…sarà che l'aria del Bairro Alto mi stropiccia le sinapsi, ma che soffice fragore tra le pareti del mio sonno vegliante… Parlo aria e mangio scosse apocalittiche che ruvide di lava incandescente trapassano l'intelletto umiliato.
Forse anch'io, una volta, ho sognato?
L'arduo divincolarsi dal grigiore asfissiante. Sabbia vorace di spiriti effimeri, gli occhi non più scivolano addosso a forme geometriche, ora i confini sono fittizi, come la mia sostanza. E l'arsura della risacca dell'onde del mare d'inverno, cupo e gelato d'ardori esistenziali che mirano al tangibile. Quelle espressioni caduche che tanto m'attraggono sono il filo disperso di sproloqui d'antenati che si crogiolarono nella contingenza insufficiente. Quale confine tra gli schiaffi, gli sguardi, le elucubrazioni velenose e il lieve fiabeggiare dell'alito quasi smorzato del rugoso crine in fiamme?
E vedo sprofondare infinitesimi colori nei grigiori di barlumi opachi. Così il rimuginare di sentenze rimestate, troppe…la fine del fine ciò che terrorizza, il mezzo del mezzo ciò che allieta, l'essenza dell'essenza ciò che uccide. Meglio limitarsi alla limitatezza delle porzioni. Un universo a portata di mano, un palmo che stringe l'onniscienza, un fungo che miracolosamente spunta…meglio non calcolare.

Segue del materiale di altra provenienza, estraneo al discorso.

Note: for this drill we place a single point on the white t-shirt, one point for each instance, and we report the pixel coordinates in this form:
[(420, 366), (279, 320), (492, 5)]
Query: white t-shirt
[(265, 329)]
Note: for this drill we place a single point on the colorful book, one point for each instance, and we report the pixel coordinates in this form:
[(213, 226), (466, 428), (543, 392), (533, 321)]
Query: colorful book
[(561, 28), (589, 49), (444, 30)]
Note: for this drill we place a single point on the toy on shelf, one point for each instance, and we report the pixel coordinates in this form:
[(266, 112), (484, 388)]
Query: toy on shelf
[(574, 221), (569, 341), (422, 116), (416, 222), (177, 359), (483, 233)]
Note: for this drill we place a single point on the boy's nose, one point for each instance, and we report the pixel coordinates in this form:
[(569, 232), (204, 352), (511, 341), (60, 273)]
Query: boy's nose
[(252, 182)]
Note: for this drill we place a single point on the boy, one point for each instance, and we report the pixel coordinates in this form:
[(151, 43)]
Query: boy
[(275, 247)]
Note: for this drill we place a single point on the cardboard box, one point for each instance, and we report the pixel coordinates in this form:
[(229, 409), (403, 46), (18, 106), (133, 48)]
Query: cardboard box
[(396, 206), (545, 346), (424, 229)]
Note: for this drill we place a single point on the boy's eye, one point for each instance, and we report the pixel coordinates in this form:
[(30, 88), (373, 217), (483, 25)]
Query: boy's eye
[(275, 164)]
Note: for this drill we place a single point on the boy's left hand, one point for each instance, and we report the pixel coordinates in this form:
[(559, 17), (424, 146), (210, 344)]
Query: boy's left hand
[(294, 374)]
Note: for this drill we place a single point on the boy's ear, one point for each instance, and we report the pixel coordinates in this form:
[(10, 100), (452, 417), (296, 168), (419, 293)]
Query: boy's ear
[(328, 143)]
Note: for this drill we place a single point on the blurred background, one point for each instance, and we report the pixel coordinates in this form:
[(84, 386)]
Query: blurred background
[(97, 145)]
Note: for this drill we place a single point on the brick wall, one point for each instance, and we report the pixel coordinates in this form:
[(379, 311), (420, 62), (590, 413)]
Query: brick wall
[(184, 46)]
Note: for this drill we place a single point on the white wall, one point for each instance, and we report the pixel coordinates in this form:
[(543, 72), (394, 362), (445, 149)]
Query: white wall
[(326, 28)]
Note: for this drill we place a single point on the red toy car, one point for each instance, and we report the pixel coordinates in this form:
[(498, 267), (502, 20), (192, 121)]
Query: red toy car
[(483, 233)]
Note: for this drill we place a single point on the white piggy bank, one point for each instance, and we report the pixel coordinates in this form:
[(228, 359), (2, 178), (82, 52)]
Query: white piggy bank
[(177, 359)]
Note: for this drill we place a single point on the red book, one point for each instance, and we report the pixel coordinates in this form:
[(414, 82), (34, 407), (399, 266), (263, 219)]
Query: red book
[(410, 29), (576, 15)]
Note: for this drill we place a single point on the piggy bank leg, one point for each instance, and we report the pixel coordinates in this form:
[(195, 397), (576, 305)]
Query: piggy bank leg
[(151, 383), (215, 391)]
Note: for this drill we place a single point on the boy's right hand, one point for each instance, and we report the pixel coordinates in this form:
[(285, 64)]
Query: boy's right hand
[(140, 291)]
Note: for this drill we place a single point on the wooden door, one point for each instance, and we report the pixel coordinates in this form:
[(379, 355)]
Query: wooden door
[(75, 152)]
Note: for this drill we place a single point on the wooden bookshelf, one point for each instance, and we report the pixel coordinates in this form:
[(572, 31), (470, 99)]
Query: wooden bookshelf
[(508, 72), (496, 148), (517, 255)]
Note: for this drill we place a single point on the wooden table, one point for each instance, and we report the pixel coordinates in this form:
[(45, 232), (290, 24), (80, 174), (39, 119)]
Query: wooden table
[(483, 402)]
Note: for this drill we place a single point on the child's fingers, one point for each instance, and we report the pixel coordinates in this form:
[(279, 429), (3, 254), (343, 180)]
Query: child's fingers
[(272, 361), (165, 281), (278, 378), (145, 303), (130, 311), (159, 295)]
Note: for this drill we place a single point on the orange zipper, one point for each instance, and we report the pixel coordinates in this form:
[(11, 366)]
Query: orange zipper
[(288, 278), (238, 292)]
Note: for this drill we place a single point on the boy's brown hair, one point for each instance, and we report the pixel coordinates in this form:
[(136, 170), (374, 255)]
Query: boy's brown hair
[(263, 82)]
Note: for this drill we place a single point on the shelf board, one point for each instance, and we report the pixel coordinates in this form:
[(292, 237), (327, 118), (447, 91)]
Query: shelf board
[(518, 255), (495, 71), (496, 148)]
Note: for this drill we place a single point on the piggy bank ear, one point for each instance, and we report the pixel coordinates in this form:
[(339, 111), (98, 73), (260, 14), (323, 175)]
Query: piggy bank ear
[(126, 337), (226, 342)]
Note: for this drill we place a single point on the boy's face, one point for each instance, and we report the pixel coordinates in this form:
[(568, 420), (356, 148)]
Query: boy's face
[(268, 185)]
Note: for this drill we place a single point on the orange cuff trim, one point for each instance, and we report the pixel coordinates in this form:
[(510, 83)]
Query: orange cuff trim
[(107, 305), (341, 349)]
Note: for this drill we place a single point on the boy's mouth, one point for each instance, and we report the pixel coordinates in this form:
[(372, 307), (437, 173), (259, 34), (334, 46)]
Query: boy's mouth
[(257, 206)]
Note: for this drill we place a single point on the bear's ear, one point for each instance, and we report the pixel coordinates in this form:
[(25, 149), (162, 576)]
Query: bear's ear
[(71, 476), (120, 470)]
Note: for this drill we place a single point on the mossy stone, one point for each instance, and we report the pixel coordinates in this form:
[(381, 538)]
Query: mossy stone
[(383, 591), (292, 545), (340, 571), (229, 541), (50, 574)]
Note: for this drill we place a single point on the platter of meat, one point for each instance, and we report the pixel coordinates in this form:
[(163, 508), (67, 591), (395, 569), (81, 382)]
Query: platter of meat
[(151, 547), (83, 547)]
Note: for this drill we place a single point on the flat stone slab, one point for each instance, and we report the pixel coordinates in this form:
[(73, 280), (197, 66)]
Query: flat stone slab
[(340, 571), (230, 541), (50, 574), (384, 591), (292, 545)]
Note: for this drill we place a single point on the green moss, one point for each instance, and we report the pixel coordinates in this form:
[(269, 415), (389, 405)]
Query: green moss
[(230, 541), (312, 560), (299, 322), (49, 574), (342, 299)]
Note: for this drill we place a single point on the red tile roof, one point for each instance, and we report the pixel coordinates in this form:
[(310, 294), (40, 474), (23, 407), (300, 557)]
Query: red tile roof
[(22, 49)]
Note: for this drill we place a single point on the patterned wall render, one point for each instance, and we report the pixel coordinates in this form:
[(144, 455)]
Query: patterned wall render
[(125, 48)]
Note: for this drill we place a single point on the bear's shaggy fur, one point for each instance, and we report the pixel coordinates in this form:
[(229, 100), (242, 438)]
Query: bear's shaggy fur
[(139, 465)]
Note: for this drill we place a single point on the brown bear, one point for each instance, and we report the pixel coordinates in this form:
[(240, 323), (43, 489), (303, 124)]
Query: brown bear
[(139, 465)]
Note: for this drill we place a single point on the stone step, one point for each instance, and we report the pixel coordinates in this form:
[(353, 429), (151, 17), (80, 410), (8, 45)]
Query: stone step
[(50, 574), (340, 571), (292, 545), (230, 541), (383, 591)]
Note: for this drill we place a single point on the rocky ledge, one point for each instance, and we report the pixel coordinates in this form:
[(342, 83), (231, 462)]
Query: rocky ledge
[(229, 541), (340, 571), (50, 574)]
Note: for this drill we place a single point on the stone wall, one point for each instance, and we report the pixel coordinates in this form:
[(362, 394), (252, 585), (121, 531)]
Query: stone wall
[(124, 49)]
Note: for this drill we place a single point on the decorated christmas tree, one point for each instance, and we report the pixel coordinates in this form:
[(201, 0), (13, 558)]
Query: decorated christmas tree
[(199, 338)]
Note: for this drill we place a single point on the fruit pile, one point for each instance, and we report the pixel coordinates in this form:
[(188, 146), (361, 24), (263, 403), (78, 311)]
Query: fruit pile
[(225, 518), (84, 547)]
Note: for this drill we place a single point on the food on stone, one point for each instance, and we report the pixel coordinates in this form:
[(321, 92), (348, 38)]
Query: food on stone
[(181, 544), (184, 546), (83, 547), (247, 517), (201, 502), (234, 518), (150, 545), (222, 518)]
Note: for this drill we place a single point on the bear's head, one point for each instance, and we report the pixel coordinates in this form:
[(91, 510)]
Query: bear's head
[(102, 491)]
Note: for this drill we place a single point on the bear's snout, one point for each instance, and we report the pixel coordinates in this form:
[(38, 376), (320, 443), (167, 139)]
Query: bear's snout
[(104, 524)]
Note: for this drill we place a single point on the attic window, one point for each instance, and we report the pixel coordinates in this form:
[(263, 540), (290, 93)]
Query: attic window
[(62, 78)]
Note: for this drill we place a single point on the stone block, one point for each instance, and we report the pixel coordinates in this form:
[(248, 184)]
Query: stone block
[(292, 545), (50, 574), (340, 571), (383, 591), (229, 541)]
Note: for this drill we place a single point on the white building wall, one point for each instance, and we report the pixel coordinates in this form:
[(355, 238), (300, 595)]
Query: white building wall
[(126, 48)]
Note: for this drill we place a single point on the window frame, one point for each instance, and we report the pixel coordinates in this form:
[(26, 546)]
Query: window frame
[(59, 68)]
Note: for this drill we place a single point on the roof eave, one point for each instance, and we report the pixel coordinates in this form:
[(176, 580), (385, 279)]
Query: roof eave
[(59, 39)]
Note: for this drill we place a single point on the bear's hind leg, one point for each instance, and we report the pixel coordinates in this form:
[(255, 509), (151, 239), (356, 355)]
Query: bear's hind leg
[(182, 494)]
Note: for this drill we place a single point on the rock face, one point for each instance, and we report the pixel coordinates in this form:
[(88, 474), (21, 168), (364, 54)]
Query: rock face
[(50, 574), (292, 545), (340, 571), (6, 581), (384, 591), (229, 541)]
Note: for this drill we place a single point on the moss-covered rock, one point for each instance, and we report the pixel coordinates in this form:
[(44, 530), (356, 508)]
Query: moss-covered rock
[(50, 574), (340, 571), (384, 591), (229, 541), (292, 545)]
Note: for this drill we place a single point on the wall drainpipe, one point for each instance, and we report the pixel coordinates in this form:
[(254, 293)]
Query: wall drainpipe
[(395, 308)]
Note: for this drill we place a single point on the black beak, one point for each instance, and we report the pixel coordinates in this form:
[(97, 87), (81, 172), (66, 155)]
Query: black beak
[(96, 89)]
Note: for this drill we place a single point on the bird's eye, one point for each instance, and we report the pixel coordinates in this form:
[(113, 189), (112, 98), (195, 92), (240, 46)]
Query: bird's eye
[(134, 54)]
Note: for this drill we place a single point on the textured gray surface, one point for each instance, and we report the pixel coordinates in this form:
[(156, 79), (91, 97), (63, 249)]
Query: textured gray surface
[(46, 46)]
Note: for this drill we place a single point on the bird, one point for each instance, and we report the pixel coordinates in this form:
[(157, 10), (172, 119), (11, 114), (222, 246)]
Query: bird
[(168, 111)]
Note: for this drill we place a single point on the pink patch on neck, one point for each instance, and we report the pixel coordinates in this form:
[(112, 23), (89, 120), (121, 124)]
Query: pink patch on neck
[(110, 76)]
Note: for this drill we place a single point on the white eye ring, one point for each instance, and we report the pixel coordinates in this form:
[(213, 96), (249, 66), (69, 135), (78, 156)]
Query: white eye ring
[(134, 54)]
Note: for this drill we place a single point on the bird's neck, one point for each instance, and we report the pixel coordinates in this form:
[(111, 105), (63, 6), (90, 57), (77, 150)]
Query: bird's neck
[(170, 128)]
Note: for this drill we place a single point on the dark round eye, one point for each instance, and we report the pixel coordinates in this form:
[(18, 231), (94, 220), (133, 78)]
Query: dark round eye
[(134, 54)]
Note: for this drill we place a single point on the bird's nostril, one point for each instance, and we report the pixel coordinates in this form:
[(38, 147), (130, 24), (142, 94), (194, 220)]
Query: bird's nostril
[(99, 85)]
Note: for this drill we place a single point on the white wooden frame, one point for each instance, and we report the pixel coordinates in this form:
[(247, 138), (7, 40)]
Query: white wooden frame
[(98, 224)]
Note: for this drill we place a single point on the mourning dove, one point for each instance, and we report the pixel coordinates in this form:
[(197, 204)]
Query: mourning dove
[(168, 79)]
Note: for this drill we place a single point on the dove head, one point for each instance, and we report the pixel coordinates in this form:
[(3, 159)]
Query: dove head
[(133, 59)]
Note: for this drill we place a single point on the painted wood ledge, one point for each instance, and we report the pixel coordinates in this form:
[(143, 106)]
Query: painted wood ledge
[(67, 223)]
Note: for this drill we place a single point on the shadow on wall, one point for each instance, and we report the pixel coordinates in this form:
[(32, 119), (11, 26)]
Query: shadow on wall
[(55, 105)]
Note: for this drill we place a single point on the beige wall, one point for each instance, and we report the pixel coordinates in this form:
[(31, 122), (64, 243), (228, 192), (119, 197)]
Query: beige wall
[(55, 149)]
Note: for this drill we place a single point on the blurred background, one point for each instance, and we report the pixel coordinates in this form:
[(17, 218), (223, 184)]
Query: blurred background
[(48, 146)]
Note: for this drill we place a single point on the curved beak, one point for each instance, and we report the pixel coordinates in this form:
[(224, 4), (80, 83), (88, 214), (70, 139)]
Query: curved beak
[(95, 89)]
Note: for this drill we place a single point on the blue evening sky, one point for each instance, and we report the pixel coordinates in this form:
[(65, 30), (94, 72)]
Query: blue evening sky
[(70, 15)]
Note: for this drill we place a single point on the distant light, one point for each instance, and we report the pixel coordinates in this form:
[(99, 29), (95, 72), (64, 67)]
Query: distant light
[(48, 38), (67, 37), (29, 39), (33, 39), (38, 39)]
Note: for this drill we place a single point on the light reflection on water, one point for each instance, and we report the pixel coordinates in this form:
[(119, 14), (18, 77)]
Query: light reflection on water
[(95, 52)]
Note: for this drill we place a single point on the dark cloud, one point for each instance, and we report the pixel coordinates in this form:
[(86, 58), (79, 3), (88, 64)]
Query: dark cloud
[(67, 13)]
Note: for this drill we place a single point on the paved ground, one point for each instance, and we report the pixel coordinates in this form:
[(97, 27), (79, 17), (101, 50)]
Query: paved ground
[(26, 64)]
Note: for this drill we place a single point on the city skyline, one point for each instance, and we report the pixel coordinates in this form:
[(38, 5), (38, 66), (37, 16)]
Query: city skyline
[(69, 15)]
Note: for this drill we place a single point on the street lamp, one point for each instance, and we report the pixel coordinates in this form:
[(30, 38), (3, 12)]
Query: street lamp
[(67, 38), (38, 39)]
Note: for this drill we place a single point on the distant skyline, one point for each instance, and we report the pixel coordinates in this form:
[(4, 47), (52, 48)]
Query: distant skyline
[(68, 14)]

Quanto paga la comprensione?
Forse appaga la conoscenza?
Sentirsi un tutt'uno con le cariatidi luminose serpeggianti che scivolano lungo la tela monotona. La tela senza colore che di tutti i colori ha assorbito la fatiscenza. Forse vale più rintanarsi nella corazza mortale nel dispiegarsi dell'equivoco cervelloide: l'illusione dei colori allevia i dolori iniziali, finché i bombardamenti apatici tarpano le ali della fenice sfortunata, viva e fatalmente immortale. Ora s'estingue l'ultimo bagliore, ed il mare crepuscolare fonde in sé l'astrazione della luna che non si volge. Chissà che il lato nascosto abbia ragion d'essere?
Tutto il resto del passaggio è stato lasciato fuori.